Tech Industry Press Is Complicit in Keeping Women on Industry Sidelines - iProject
http://www.forbes.com/sites/kirstenbischoff/2012/04/05/tech-industry-press-is-complicit-in-keeping-women-on-industry-sidelines/
======
benologist
This really feels like Forbes is just trolling for rebuttals from tech blogs.

It starts off quite well, highlighting that these sites are just pandering to
investors or writing for pageviews, or in some cases both _cough_.

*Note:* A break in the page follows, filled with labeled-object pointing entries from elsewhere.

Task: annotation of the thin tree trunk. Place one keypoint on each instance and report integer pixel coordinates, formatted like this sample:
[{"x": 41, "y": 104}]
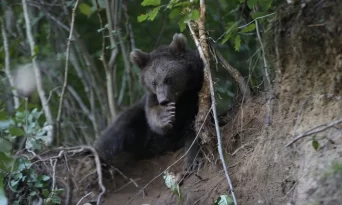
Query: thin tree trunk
[
  {"x": 36, "y": 69},
  {"x": 7, "y": 66}
]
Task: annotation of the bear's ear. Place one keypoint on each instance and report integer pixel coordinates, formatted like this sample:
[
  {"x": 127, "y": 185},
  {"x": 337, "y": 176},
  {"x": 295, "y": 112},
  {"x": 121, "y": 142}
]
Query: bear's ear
[
  {"x": 178, "y": 43},
  {"x": 139, "y": 57}
]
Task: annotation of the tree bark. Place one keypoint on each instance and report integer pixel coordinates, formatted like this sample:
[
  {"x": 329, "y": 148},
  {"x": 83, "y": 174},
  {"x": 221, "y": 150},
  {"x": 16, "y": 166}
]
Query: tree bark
[{"x": 38, "y": 76}]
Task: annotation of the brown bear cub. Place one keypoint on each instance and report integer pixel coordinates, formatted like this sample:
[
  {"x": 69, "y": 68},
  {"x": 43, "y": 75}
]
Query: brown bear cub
[{"x": 163, "y": 120}]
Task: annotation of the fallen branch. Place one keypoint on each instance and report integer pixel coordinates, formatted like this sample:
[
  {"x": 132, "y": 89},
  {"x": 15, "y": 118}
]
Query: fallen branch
[
  {"x": 203, "y": 48},
  {"x": 315, "y": 130},
  {"x": 236, "y": 75},
  {"x": 73, "y": 151}
]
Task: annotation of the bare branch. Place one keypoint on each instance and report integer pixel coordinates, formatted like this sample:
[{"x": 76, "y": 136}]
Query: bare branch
[
  {"x": 7, "y": 66},
  {"x": 36, "y": 69},
  {"x": 315, "y": 130},
  {"x": 203, "y": 49},
  {"x": 67, "y": 55},
  {"x": 236, "y": 75}
]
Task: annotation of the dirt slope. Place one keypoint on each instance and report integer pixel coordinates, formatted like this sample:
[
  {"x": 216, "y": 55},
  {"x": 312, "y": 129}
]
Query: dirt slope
[{"x": 307, "y": 93}]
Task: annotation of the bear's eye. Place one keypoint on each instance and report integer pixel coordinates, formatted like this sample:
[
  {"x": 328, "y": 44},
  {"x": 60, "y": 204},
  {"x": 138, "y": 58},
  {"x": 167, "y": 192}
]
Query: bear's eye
[{"x": 168, "y": 80}]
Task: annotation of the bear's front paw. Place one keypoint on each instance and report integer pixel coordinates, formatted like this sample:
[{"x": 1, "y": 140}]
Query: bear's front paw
[{"x": 168, "y": 116}]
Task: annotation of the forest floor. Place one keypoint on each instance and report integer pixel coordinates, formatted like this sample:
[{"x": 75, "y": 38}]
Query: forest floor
[{"x": 306, "y": 100}]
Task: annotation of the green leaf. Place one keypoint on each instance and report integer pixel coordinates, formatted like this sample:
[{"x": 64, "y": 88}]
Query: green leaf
[
  {"x": 5, "y": 161},
  {"x": 251, "y": 3},
  {"x": 85, "y": 9},
  {"x": 237, "y": 42},
  {"x": 55, "y": 199},
  {"x": 265, "y": 5},
  {"x": 153, "y": 13},
  {"x": 16, "y": 131},
  {"x": 150, "y": 15},
  {"x": 258, "y": 14},
  {"x": 45, "y": 177},
  {"x": 315, "y": 143},
  {"x": 38, "y": 184},
  {"x": 3, "y": 115},
  {"x": 3, "y": 199},
  {"x": 182, "y": 26},
  {"x": 142, "y": 17},
  {"x": 194, "y": 15},
  {"x": 229, "y": 32},
  {"x": 224, "y": 200},
  {"x": 150, "y": 3},
  {"x": 249, "y": 28},
  {"x": 36, "y": 49},
  {"x": 45, "y": 193},
  {"x": 33, "y": 193}
]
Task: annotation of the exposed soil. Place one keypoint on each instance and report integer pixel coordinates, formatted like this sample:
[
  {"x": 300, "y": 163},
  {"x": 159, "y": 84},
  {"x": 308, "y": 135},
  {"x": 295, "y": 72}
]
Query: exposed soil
[{"x": 307, "y": 93}]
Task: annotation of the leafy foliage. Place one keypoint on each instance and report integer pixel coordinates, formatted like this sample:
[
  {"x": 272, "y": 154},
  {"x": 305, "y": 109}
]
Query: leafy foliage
[
  {"x": 224, "y": 200},
  {"x": 19, "y": 176},
  {"x": 28, "y": 186}
]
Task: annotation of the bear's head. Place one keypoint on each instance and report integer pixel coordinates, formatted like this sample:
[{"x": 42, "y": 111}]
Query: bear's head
[{"x": 170, "y": 71}]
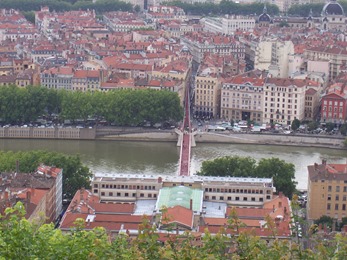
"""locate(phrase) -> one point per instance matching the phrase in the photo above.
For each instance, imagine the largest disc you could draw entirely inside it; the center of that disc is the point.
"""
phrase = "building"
(200, 43)
(284, 100)
(242, 98)
(312, 103)
(228, 25)
(41, 192)
(327, 190)
(119, 202)
(333, 104)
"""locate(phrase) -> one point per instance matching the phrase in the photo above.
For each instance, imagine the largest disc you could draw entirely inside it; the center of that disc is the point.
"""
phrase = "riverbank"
(235, 138)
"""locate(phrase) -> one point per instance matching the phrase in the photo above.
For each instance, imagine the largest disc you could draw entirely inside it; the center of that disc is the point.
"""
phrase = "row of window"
(122, 186)
(337, 188)
(229, 198)
(249, 191)
(126, 194)
(336, 206)
(337, 197)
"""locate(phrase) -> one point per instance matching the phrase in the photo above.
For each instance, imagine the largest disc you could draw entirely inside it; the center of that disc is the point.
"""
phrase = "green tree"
(330, 126)
(295, 124)
(75, 174)
(283, 173)
(343, 129)
(312, 125)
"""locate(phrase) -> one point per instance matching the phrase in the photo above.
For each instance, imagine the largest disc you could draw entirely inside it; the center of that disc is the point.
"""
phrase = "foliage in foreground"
(21, 239)
(124, 107)
(283, 173)
(75, 174)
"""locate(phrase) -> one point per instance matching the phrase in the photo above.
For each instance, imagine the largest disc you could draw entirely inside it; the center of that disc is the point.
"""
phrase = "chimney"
(81, 194)
(17, 166)
(6, 195)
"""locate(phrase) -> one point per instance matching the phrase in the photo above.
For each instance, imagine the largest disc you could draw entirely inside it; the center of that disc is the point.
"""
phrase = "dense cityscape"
(183, 73)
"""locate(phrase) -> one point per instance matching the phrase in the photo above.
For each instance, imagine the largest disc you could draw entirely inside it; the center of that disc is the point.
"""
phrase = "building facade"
(327, 190)
(242, 99)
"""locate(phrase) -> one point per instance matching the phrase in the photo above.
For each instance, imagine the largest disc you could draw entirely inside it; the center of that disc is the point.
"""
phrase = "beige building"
(242, 99)
(253, 192)
(311, 104)
(327, 190)
(284, 100)
(229, 24)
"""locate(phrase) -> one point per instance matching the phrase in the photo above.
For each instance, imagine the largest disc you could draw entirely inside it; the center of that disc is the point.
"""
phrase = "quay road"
(186, 131)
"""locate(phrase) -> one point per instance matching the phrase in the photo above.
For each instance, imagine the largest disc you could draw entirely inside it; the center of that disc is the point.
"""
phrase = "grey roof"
(332, 8)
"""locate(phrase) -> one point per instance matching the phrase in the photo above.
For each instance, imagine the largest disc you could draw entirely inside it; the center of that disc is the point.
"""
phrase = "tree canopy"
(283, 173)
(123, 107)
(99, 6)
(224, 7)
(22, 239)
(75, 174)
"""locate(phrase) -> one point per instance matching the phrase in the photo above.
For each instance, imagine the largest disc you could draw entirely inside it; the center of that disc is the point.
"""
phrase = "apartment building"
(233, 191)
(41, 192)
(333, 104)
(200, 43)
(269, 54)
(327, 190)
(228, 25)
(242, 98)
(312, 102)
(335, 55)
(284, 100)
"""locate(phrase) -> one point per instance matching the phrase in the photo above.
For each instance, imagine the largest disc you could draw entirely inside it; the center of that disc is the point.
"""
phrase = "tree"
(75, 174)
(343, 129)
(330, 126)
(312, 125)
(137, 8)
(283, 173)
(295, 124)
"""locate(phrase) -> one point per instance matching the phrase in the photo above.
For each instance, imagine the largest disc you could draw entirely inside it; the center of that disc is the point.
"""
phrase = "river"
(162, 158)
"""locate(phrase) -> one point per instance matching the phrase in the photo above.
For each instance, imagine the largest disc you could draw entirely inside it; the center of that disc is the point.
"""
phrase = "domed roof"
(264, 17)
(332, 8)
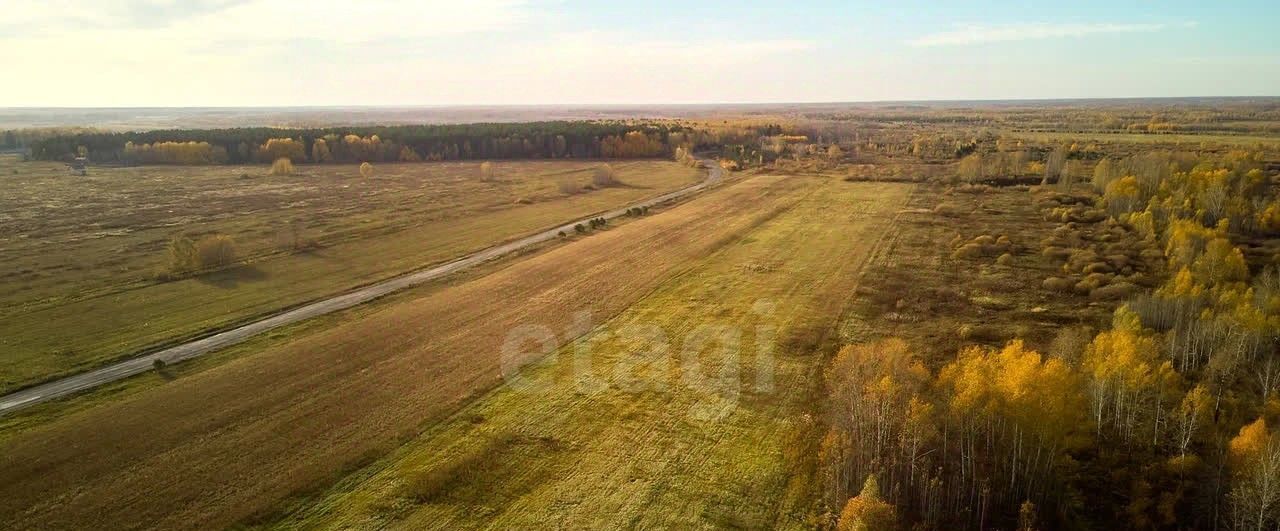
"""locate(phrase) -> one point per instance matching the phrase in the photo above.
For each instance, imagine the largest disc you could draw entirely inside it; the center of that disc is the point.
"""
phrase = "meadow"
(289, 416)
(83, 253)
(717, 443)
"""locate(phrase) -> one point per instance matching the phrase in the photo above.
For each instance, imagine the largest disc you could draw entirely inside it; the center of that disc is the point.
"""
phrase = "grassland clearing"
(81, 252)
(234, 440)
(653, 440)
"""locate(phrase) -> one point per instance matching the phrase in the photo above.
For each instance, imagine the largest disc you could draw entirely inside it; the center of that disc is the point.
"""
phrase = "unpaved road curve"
(195, 348)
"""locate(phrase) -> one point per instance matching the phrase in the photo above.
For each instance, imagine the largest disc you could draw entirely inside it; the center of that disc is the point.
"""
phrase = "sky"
(288, 53)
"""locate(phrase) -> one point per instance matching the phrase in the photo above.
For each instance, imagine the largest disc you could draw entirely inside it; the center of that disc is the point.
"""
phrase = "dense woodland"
(1166, 419)
(542, 140)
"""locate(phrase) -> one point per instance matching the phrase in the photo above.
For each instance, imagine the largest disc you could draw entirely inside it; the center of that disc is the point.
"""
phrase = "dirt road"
(223, 339)
(228, 443)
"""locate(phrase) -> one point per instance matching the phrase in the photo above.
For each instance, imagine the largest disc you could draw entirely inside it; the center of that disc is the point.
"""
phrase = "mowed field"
(237, 440)
(689, 410)
(80, 253)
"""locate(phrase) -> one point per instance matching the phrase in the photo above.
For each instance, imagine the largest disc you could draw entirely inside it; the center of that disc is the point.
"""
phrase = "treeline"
(1166, 420)
(540, 140)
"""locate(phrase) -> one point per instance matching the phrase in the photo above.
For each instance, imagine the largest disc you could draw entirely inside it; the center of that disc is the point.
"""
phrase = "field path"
(238, 439)
(195, 348)
(652, 426)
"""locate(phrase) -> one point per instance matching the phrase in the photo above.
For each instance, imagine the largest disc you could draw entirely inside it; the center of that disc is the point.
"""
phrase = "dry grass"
(78, 283)
(232, 442)
(987, 287)
(636, 452)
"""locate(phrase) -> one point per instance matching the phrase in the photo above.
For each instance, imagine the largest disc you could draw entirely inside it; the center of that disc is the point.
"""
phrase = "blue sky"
(155, 53)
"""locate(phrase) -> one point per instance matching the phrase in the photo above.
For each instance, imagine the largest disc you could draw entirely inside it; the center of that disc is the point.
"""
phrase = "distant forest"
(538, 140)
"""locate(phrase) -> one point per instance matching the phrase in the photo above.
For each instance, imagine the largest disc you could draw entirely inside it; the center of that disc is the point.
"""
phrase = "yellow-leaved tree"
(868, 511)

Somehow after labeling these blogs as mouth pieces for the investment
community they declare that these blogs are sexist for not writing enough
about women.

The obvious conclusion there is not enough women are being invested in.
Presumably like with men "enough" is some small percent of those who bother
seeking investment at all.

TechCrunch is an especially poor example I think - woman CEO, women reporters,
just last week a piece on women in YC's latest round written by a woman.

------
alain94040
Not convinced by the article, I didn't see any facts or data. "Complicit" is a
loaded word that should be backed up with evidence.

------
olalonde
Funny, I was under the impression that female founders were overrepresented in
tech news. Apart from some anecdotal evidence, I don't think the author makes
a very convincing case of the opposite. That being said, it would be
interesting to compare the ratio of successful female entrepreneurs versus the
ratio of press coverage they get.

------
joejohnson
Minor nitpick: there are numerous grammatical errors with missing punctuation.
This makes the article hard to read... and she loses a little bit of
credibility, especially when she's a "professional blogger".